The microphone comes with a USB-A cable that connects to your PC or Mac, while the mic itself uses a USB-C. It’s incredibly simplistic set-up and the cord is quite long so no worries about where you’re going to place it. Your average Homer Simpson type would have no problem getting it up and running in seconds.
The Wave:3 Microphone is a condenser microphone, meaning it’s a lot more sensitive than a dynamic microphone, and is amazing at picking up the intricacies of vocal recordings. Essentially, it’s a wonderful podcast microphone. It uses a cardioid polar pattern, which means it records in a heart shape around the microphone. Sound is picked up from the front and sides but rarely the back. Now this makes it a one recording pattern microphone which might not satisfy audio purists or multiple people crowded around one mic arguing if Batman V Superman is a good movie 5 years later (it’s not) but for your average joe this shouldn’t be a problem. This microphone can record beautiful high quality recordings, at a rate of 24-bit/96kHz. The benefit of this high bit rate is that you can make some pretty drastic edits to your audio in post-production without it being very apparent.

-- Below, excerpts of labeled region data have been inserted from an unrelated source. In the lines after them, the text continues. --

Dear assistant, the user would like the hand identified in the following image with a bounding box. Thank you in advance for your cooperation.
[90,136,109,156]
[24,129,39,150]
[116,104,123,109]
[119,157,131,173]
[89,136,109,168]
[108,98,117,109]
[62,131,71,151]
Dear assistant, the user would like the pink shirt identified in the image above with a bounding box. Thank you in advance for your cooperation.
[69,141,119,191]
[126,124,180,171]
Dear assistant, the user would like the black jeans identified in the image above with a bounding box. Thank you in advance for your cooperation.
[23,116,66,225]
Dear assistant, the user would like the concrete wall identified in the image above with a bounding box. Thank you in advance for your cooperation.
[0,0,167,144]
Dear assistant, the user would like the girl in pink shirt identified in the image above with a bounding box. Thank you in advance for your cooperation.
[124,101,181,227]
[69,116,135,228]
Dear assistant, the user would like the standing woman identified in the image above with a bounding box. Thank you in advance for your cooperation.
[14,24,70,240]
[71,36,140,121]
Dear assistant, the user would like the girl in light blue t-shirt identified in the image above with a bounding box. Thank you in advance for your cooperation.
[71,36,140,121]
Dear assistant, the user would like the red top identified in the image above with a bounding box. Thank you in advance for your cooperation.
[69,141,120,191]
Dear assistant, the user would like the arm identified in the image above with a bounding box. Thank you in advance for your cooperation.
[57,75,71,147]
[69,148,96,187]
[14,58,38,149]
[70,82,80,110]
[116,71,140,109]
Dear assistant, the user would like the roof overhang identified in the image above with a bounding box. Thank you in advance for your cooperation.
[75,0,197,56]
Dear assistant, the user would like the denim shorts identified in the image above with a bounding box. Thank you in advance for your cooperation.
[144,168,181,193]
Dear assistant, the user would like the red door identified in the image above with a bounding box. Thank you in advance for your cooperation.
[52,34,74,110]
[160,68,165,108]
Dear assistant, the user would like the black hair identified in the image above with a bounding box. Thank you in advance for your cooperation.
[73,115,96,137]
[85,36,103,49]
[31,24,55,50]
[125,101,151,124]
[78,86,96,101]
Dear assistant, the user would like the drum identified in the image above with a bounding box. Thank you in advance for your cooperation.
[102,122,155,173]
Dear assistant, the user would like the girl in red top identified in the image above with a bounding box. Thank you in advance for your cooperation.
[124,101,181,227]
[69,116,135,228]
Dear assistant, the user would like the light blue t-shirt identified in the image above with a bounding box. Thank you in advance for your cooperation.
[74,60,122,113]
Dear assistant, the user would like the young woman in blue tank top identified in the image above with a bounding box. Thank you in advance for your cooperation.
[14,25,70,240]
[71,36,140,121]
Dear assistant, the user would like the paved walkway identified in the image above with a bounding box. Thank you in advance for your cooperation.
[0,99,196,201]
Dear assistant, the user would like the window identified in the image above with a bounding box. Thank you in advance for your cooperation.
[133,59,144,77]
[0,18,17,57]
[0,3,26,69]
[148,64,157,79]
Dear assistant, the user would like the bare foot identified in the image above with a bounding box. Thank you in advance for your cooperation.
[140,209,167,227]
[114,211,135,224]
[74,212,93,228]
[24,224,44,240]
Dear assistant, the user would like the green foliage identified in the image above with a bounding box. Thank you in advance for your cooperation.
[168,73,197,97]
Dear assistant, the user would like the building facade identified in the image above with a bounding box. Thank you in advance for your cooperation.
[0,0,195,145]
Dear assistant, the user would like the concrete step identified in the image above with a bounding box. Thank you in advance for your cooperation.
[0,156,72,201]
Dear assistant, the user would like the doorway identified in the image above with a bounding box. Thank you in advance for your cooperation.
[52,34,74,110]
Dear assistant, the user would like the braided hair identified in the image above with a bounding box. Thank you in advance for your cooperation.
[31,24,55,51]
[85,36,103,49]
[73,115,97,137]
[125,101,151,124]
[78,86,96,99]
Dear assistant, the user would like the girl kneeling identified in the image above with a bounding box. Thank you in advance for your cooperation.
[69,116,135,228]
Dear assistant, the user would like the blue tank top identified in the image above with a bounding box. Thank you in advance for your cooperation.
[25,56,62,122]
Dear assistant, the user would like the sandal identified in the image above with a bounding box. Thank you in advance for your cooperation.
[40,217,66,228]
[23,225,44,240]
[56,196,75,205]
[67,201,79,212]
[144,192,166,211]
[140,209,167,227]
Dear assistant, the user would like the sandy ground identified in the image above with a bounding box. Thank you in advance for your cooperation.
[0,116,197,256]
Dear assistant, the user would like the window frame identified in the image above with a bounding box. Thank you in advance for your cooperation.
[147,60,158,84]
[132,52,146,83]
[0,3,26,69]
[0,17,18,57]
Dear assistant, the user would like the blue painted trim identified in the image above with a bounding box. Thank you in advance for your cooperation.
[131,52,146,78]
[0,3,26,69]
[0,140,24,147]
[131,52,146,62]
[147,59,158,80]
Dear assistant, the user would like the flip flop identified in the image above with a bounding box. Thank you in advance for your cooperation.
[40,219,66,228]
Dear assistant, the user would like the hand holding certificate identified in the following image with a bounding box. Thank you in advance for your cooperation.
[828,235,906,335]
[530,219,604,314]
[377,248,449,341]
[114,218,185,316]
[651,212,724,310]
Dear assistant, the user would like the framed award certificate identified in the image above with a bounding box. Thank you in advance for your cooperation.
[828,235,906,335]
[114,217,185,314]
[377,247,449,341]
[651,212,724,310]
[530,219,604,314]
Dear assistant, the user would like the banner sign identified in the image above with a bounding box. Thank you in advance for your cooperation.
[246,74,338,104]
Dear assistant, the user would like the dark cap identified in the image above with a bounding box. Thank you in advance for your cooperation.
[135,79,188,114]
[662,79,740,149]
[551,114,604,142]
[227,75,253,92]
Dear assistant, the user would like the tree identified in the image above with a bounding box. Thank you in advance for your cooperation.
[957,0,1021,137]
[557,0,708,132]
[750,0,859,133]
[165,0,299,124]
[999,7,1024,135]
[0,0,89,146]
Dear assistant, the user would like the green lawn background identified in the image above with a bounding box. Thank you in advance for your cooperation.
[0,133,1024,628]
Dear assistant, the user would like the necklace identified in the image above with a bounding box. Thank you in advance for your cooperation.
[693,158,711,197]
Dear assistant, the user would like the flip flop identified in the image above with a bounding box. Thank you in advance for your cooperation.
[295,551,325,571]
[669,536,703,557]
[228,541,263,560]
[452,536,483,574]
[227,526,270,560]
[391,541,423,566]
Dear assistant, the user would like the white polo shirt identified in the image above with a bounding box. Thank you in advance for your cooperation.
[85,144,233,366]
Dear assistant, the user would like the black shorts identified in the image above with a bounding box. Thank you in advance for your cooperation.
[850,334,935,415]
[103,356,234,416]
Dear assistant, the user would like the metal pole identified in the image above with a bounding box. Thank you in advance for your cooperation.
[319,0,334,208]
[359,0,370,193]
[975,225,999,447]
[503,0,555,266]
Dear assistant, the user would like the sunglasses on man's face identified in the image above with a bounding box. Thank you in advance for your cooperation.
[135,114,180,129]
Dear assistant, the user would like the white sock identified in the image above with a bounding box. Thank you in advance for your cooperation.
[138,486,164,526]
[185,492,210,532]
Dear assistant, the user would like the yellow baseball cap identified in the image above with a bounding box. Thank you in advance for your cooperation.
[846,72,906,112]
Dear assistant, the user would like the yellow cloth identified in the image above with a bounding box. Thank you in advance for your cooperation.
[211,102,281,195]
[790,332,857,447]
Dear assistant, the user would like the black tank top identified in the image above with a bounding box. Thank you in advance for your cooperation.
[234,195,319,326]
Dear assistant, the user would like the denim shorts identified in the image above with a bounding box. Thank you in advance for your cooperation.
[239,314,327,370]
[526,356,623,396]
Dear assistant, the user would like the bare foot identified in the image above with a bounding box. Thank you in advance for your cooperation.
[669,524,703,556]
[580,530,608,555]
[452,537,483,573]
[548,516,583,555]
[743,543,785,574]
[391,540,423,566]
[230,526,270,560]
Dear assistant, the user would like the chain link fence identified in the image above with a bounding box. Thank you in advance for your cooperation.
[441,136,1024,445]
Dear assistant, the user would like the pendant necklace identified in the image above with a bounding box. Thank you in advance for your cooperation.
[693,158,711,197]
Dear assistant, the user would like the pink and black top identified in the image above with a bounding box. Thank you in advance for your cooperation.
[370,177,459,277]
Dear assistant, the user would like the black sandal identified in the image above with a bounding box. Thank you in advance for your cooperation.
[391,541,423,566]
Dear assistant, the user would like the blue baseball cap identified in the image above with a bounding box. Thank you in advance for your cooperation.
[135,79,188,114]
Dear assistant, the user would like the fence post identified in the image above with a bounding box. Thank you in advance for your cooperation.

The unit itself is pretty basic. You have a dial on that front that adjusts the volume. Overtop of the dial is a series of seven LED lights that will let you know how high your volume is set. I usually kept my at the three or four range. The back of the microphone has a 3.5m headphone jack for monitoring. There’s also a mute button on the top, tap it and the LED ring around the volume control will turn to red letting you know you’re muted. Once you plug it in, you practically forget it’s even there. It just works.
Appearance wise the mic itself is black metal and hard plastic with a brushed matte texture. I love the look and feel of it. It’s quite light, weighing in at 590g, so you could throw in a backpack if needed for travel. The mute button is incredibly lightweight and nice to touch. It’s very responsive and oddly satisfying to touch.
The mic is held up by a plastic mount which screws into a weighted metal stand. It has a rubberized bottom to it and is very sturdy. There are two bolts to position the microphone which can be easily removed if you want to upgrade to the Elgato suspended shock mount.
The Elgato Wave:3 was made with streamers in mind and is compatible with Wavelink. It’s a virtual audio mixer that gathers up all the different programs and browser windows creating sound and turns them into a single audio output source. This is definitely catered to heavy Twitch Streamers and not me, a regular guy who works for the man.
I opted to use audacity and Apple’s Garageband instead and had no problem setting it up. Like everything else on the microphone it’s seamless and simple. When recording I tended to keep my mouth about 7 inches away from the mic but in my quiet office I had no problem walking around the room and talking to people during meetings without complaints.
Overall the sound is tailored to podcasters and live streamers. It’s not a professional microphone but it sure is great for what I need it for. I don’t think a musician would have any use for said microphone, unless you’re Lana Del Ray, but for the non-rockstars in the room this would be one to consider.
If you can’t tell already I love this microphone and do not miss my Blue Yeti. It now sits in my graveyard of old tech, until maybe one day I have a podcast guest who actually records in my home. If you’re in need of a new microphone this is a no brainer. It’s incredibly simple to set up, it works like a charm and it’s a beautiful looking microphone. It’s got that old timey radio feel mixed with cool futuristic noir that looks slick and thankfully no bloody colourful flashing lights like every other gaming accessory on the market. God bless you Elgato.